DeepSeek V4 Preview Released: Lower Memory and Compute Requirements, Leading Agent Capabilities

DeepSeek V4 Preview Released

On April 24, Chinese AI company DeepSeek announced the release of the preview version of its new model series, DeepSeek-V4, which is now open source. The model claims to lead in three dimensions: agent capabilities, world knowledge, and reasoning performance within the domestic and open-source fields.

DeepSeek-V4 is available in two versions, Pro and Flash, both supporting a super long context of 1 million tokens and significantly reducing computational and memory requirements.

API services are also launched, allowing developers to call the model by changing the parameters to deepseek-v4-pro or deepseek-v4-flash. The interface is compatible with OpenAI ChatCompletions and Anthropic standards.

DeepSeek also disclosed that due to limitations in high-end computing supply, the Pro version currently has very limited service throughput. It is expected that prices for the Pro version will significantly decrease later this year with the mass release of Huawei’s Ascend 950 super nodes.

Notably, Ascend CANN will live stream the debut of DeepSeek V4 on the Ascend platform at 4 PM.

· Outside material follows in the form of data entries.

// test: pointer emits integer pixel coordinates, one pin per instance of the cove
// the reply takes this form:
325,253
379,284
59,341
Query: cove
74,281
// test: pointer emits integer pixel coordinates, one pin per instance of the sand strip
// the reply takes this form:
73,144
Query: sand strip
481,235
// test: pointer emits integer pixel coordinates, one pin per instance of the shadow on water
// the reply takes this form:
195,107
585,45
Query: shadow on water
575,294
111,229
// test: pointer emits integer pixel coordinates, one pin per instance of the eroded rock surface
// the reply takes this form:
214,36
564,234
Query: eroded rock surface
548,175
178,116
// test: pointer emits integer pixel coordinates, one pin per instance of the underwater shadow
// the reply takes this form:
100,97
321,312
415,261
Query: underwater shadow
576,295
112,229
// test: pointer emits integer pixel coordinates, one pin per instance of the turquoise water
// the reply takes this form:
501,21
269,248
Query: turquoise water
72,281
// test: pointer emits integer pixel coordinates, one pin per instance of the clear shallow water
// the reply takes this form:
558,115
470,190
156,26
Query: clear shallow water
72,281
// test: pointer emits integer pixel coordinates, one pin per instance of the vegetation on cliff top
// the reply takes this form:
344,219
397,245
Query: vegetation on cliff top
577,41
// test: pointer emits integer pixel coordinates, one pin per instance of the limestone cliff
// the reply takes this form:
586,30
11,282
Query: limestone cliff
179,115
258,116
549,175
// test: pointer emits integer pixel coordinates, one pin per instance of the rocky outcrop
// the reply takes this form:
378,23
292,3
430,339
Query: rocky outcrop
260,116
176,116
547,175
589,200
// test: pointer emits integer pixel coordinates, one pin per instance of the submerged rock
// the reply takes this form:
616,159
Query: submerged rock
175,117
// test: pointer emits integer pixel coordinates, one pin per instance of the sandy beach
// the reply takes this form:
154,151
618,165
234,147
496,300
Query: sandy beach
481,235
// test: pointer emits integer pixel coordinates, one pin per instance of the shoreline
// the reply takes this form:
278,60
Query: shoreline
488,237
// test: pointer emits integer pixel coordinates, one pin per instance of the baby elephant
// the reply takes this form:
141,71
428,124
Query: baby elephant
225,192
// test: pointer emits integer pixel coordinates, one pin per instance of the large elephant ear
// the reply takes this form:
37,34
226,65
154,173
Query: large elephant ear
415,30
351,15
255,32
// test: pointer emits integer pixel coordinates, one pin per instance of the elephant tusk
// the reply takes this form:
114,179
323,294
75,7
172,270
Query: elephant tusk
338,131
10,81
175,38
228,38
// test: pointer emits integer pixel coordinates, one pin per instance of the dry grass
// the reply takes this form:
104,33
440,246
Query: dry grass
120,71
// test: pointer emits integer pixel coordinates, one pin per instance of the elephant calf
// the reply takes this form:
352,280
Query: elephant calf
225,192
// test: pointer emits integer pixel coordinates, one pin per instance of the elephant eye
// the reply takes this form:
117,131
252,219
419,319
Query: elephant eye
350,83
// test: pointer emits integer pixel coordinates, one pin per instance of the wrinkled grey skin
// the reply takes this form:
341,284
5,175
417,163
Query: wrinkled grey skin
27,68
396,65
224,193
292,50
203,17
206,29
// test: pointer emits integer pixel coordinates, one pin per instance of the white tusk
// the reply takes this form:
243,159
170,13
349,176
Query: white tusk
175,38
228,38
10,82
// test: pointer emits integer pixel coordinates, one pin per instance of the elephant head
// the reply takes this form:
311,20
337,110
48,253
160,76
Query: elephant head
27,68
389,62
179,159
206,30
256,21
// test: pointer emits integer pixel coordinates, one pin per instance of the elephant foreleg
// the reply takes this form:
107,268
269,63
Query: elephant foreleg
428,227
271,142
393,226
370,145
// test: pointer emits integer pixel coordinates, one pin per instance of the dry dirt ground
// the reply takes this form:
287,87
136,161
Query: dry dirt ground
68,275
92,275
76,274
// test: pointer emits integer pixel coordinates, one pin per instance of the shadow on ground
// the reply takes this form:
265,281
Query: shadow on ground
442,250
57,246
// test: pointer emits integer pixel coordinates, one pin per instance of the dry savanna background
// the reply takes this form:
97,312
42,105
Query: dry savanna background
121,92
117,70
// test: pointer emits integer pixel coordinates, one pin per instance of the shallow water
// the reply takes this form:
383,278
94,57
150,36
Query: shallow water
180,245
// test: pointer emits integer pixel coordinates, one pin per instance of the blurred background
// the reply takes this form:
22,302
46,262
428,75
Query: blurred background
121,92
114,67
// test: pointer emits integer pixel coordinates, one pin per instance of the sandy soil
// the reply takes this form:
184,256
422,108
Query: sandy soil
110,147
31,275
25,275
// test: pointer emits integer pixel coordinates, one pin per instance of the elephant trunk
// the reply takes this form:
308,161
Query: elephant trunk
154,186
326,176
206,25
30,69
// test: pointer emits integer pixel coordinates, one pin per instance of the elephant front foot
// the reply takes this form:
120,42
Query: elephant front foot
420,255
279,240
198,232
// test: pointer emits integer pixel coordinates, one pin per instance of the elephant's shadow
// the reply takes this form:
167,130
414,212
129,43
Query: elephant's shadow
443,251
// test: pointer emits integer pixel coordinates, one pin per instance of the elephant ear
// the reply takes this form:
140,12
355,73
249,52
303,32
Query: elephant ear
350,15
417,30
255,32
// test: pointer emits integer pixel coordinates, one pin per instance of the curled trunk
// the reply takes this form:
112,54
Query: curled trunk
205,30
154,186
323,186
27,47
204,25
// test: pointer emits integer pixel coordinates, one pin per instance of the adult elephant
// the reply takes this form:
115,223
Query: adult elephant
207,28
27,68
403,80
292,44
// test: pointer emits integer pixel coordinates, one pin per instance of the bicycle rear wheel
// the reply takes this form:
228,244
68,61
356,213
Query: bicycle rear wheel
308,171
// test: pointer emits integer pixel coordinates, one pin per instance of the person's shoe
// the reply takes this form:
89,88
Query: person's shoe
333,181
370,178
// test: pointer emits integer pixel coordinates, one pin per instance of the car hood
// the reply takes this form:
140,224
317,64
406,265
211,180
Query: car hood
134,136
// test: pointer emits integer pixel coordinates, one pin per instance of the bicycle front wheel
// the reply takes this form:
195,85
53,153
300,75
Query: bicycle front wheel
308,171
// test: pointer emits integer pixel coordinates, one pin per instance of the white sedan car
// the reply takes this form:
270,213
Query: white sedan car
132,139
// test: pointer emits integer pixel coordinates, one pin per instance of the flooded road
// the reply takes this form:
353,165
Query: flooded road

This release coincides almost exactly with OpenAI’s launch of GPT-5.5 the previous day, with starkly contrasting pricing strategies. Some netizens pointed out:

GPT-5.5 launched yesterday at a price of $30 per million output tokens, while DeepSeek V4 was released today under the MIT license, marking a significant drop in AI intelligence costs that forces every AI product company to reassess its profit structure.

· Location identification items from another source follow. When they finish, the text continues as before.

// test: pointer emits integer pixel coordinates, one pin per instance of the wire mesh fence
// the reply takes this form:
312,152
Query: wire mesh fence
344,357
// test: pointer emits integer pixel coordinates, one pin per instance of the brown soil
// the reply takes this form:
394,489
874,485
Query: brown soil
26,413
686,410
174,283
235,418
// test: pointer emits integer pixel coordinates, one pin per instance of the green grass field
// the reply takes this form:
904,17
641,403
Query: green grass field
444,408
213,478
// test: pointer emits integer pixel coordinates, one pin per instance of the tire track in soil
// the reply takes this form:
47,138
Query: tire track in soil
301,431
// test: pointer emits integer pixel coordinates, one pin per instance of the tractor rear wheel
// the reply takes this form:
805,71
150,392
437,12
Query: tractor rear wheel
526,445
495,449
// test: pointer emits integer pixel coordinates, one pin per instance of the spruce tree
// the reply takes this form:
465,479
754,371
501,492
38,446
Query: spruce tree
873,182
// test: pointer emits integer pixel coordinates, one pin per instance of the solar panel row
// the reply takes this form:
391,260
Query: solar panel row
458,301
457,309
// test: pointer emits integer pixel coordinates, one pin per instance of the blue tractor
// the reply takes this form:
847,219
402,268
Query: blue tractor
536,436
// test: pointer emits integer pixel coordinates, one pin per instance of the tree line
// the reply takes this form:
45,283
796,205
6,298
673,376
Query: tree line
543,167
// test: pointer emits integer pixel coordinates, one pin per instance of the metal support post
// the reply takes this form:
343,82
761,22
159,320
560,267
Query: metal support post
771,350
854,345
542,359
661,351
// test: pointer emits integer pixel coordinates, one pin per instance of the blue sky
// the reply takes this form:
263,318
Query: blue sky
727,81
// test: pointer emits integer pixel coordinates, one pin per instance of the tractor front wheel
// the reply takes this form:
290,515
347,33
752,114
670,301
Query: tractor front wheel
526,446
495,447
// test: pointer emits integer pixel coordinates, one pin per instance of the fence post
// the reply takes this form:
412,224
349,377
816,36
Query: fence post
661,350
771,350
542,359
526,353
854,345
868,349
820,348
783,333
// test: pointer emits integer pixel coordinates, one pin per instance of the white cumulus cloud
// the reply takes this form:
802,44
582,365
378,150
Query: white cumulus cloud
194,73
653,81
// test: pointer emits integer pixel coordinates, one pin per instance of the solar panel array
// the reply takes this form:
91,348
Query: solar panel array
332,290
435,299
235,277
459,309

User Enrico commented that DeepSeek V4 is “really impressive, fast, and intelligent,” although he believes the output price of $3.48 per million tokens is “not cheap,” but noted that LocalAI will help promote the model to a broader user base.

DeepSeek-V4-Pro: Performance Comparable to Top Closed-Source Models

DeepSeek-V4-Pro is the flagship version of this release, positioned to match the performance of top closed-source models.

In terms of reasoning performance, V4-Pro claims to surpass all currently published open-source models in mathematical, STEM, and competitive coding assessments, achieving results comparable to the world’s top closed-source models.

In world knowledge assessments, V4-Pro significantly outperforms other open-source models, only slightly trailing behind Google’s Gemini-Pro-3.1.

Agent capabilities have greatly improved. Compared to previous models, DeepSeek-V4-Pro’s agent capabilities have been notably enhanced. In Agentic Coding assessments, V4-Pro has reached the best level among current open-source models and performed excellently in other agent-related evaluations.

Currently, DeepSeek-V4 has become the Agentic Coding model used by the company’s internal employees, with feedback indicating that the user experience surpasses that of Sonnet 4.5, and the delivery quality is close to Opus 4.6 in non-thinking mode, though there remains a gap compared to Opus 4.6 in thinking mode.

DeepSeek-V4’s detailed technical report was also released alongside its launch.

DeepSeek-V4-Flash: A Faster and More Efficient Economic Choice

V4-Flash is positioned as a faster and more economical lightweight option.

Compared to DeepSeek-V4-Pro, DeepSeek-V4-Flash is slightly inferior in world knowledge reserves but demonstrates nearly comparable reasoning abilities.

Due to smaller model parameters and activation scales, its API service offers significant advantages in speed and cost.

In agent assessments, V4-Flash performs comparably to V4-Pro on simple tasks, but still lags behind on more complex tasks.

This positioning makes V4-Flash more suitable for enterprise applications that are sensitive to latency and cost, with moderate task complexity.

Structural Innovation and High Context Efficiency

DeepSeek-V4 introduces a novel attention mechanism at the underlying architecture level.

By compressing on the token dimension and combining it with self-developed DSA sparse attention technology (DeepSeek Sparse Attention), the company claims to have achieved globally leading long-context capabilities while significantly reducing the demand for computational resources and memory compared to traditional methods.

A direct result of this architectural innovation is that a 1M context window will become the standard for all official DeepSeek services.

For enterprise users needing to handle long documents, extended dialogues, or complex multi-step tasks, this capability’s availability is of substantial significance.

By reducing computational consumption while expanding the context window, it also helps further lower reasoning costs, reinforcing DeepSeek’s competitive advantage in terms of cost performance.

Agent Ecosystem Adaptation Progressing Simultaneously

DeepSeek stated that the V4 series has been specially adapted and optimized for mainstream agent products such as Claude Code, OpenClaw, OpenCode, and CodeBuddy, resulting in performance improvements in coding tasks and document generation tasks.

At the API level, both models support a maximum context length of 1M and are compatible with both non-thinking and thinking modes.

Thinking mode allows setting reasoning intensity through the reasoning_effort parameter, with options for high or max levels. DeepSeek recommends enabling thinking mode and setting the intensity to max for complex agent scenarios.